Significant First Quarter Developments

  •   Raised approximately $44.9 million through the sale of 2,050,000 common shares at $21.95 per share to an investor in a transaction that closed on March 31, 2005;
 
  •   Acquired Reston Business Campus, a four-building, 83,000-square-foot flex property in Reston, Virginia, for $11.7 million. The acquisition was funded with borrowings under the Company’s credit facility;
 
  •   Posted $1.8 million in earnest money deposits for the acquisitions of Enterprise Center and 1400 Cavalier Boulevard that closed subsequent to March 31, 2005; and
 
  •   Entered into a sublease related to the relocation of the Company’s corporate headquarters to 7600 Wisconsin Avenue in Bethesda, Maryland. Commencing July 1, 2005, the Company will lease 18,095 square feet over an 88 month term with a total rent obligation of $4,037,718.

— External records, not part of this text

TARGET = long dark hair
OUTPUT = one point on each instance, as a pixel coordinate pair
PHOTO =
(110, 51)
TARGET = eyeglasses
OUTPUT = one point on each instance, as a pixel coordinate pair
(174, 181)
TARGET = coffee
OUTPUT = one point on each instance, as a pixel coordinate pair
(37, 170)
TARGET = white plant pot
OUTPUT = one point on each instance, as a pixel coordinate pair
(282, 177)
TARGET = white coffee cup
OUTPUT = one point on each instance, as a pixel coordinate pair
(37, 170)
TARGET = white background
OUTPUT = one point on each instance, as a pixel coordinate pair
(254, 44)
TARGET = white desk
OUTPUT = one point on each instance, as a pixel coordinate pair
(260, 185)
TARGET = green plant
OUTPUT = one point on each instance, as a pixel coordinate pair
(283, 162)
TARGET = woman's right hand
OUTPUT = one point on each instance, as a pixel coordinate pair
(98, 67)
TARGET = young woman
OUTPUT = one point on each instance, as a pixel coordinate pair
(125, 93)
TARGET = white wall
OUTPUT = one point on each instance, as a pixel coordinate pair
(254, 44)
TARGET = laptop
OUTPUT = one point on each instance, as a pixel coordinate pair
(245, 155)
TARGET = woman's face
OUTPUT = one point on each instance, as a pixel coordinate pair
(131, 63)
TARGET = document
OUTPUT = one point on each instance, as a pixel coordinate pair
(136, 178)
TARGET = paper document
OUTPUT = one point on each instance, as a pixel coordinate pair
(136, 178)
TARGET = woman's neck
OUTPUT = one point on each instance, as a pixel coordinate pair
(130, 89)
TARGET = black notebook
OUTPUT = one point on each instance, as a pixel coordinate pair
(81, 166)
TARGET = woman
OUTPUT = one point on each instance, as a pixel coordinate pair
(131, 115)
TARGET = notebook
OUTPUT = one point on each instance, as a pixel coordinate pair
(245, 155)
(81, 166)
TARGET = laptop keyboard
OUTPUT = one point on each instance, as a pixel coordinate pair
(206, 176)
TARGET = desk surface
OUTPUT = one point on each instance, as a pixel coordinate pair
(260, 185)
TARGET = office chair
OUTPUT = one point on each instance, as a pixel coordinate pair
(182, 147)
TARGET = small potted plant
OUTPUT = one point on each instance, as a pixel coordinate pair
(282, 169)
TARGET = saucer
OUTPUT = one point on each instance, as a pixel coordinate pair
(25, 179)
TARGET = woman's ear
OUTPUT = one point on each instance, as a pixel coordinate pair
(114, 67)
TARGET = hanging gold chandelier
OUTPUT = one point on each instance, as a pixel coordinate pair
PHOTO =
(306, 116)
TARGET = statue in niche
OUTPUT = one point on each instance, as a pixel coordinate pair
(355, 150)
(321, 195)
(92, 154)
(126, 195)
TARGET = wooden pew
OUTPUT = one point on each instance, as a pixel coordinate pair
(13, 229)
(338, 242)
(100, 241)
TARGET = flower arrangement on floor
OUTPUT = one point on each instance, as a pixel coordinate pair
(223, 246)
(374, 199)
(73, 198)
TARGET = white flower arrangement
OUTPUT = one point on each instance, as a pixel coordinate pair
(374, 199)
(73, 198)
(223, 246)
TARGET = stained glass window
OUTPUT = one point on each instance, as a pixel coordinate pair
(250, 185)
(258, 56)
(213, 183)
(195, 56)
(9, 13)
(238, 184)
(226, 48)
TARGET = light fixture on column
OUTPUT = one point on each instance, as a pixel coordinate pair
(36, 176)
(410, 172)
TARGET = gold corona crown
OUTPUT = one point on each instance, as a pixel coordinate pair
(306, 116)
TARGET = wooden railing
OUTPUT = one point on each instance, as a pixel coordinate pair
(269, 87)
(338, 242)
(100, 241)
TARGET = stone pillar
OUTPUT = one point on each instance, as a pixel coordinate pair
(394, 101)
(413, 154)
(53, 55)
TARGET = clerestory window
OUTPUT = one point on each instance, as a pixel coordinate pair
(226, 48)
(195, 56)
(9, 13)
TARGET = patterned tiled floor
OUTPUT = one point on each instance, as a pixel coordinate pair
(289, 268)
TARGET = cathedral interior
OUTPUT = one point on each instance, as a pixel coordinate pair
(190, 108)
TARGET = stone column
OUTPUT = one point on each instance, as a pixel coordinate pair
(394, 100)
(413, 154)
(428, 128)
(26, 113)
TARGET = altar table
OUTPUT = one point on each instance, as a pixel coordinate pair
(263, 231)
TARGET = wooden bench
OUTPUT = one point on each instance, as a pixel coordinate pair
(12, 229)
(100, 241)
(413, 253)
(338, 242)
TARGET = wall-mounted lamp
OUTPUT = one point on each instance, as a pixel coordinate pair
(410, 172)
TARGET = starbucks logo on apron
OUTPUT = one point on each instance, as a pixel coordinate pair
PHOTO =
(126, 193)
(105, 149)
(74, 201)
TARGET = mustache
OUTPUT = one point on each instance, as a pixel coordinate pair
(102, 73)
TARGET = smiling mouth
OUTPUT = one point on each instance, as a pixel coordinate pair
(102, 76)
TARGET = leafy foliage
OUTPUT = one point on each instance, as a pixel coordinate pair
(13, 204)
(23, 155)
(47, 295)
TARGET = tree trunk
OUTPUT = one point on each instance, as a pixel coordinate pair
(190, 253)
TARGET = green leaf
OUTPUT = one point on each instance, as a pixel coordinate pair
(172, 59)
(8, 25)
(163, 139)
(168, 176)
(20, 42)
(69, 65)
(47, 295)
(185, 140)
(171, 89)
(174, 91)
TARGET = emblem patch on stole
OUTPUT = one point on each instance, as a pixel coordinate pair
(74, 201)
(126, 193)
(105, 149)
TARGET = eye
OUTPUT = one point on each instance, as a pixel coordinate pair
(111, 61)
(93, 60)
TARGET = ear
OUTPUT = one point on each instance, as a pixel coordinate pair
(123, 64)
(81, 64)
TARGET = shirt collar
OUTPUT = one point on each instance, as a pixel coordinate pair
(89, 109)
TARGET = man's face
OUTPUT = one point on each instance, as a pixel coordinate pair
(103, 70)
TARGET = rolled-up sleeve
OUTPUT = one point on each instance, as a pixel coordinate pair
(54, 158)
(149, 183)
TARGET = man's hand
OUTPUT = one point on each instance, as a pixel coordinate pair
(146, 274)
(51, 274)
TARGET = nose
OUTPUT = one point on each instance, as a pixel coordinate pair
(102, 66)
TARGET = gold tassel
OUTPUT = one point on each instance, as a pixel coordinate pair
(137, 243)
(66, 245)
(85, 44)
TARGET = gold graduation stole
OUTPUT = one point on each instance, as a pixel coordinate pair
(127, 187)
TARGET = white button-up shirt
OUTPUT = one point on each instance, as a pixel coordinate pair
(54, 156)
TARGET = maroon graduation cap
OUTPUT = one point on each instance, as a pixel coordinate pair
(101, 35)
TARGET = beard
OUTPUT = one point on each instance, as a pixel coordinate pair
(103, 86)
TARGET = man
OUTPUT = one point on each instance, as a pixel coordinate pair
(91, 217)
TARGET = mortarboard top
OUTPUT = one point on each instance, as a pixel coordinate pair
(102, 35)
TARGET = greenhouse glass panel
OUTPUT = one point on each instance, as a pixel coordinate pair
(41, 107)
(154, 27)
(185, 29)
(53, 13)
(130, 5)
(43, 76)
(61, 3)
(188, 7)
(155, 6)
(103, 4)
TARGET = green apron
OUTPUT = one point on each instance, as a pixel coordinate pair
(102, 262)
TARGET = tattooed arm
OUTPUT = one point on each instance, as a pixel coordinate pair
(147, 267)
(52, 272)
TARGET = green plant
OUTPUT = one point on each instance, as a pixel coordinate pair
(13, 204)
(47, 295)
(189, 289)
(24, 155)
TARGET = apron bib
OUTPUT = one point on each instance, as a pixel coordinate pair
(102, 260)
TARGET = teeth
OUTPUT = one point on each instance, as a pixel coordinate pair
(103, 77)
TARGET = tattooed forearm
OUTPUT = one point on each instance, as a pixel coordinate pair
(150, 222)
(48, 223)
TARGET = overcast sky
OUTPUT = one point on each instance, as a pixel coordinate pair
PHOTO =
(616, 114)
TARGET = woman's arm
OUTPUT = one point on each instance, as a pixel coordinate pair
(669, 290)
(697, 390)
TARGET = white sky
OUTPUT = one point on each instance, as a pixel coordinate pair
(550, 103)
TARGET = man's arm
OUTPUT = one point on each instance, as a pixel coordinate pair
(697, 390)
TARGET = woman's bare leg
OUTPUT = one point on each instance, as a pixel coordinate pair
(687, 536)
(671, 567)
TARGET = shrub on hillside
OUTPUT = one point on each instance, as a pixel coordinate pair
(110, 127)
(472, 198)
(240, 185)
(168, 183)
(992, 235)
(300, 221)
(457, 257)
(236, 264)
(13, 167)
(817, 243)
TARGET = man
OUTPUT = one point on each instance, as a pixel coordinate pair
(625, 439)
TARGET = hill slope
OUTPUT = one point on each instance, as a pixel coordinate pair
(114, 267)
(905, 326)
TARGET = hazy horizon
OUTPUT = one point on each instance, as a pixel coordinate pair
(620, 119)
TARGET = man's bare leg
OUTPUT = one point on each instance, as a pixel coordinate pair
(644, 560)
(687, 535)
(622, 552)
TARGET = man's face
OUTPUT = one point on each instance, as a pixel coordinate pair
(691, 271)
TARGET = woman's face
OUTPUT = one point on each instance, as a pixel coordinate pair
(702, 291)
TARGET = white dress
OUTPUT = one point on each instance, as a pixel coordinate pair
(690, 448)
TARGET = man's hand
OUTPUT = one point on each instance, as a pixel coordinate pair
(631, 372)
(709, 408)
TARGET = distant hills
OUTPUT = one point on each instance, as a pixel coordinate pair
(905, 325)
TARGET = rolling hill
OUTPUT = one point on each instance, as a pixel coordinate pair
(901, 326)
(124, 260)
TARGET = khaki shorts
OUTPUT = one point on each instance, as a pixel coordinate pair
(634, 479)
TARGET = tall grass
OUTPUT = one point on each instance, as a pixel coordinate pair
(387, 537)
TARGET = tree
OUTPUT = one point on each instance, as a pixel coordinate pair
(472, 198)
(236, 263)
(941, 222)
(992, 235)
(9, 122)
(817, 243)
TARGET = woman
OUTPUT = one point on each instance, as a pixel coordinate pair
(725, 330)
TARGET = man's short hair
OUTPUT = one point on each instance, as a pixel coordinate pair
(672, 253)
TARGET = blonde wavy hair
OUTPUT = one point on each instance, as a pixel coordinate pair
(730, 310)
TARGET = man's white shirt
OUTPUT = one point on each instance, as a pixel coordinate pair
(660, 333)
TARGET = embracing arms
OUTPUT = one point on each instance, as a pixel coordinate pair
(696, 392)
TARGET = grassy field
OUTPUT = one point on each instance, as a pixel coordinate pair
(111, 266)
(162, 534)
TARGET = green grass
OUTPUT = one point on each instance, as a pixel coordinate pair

Critical Accounting Policies and Estimates

     The Company’s consolidated and combined financial statements are prepared in accordance with accounting principles generally accepted in the United States of America (“GAAP”) that require the Company to make certain estimates and assumptions. Critical accounting policies and estimates are those that require subjective or complex judgments and are the policies and estimates that the Company deems most important to the portrayal of its financial condition and results of operations. The use of different reasonable estimates or assumptions in making these judgments could result in materially different amounts being reported in our Consolidated Financial Statements. The Company’s critical accounting policies relate to revenue recognition, including evaluation of the collectibility of accounts receivable, impairment of long-lived assets and purchase accounting for acquisitions of real estate.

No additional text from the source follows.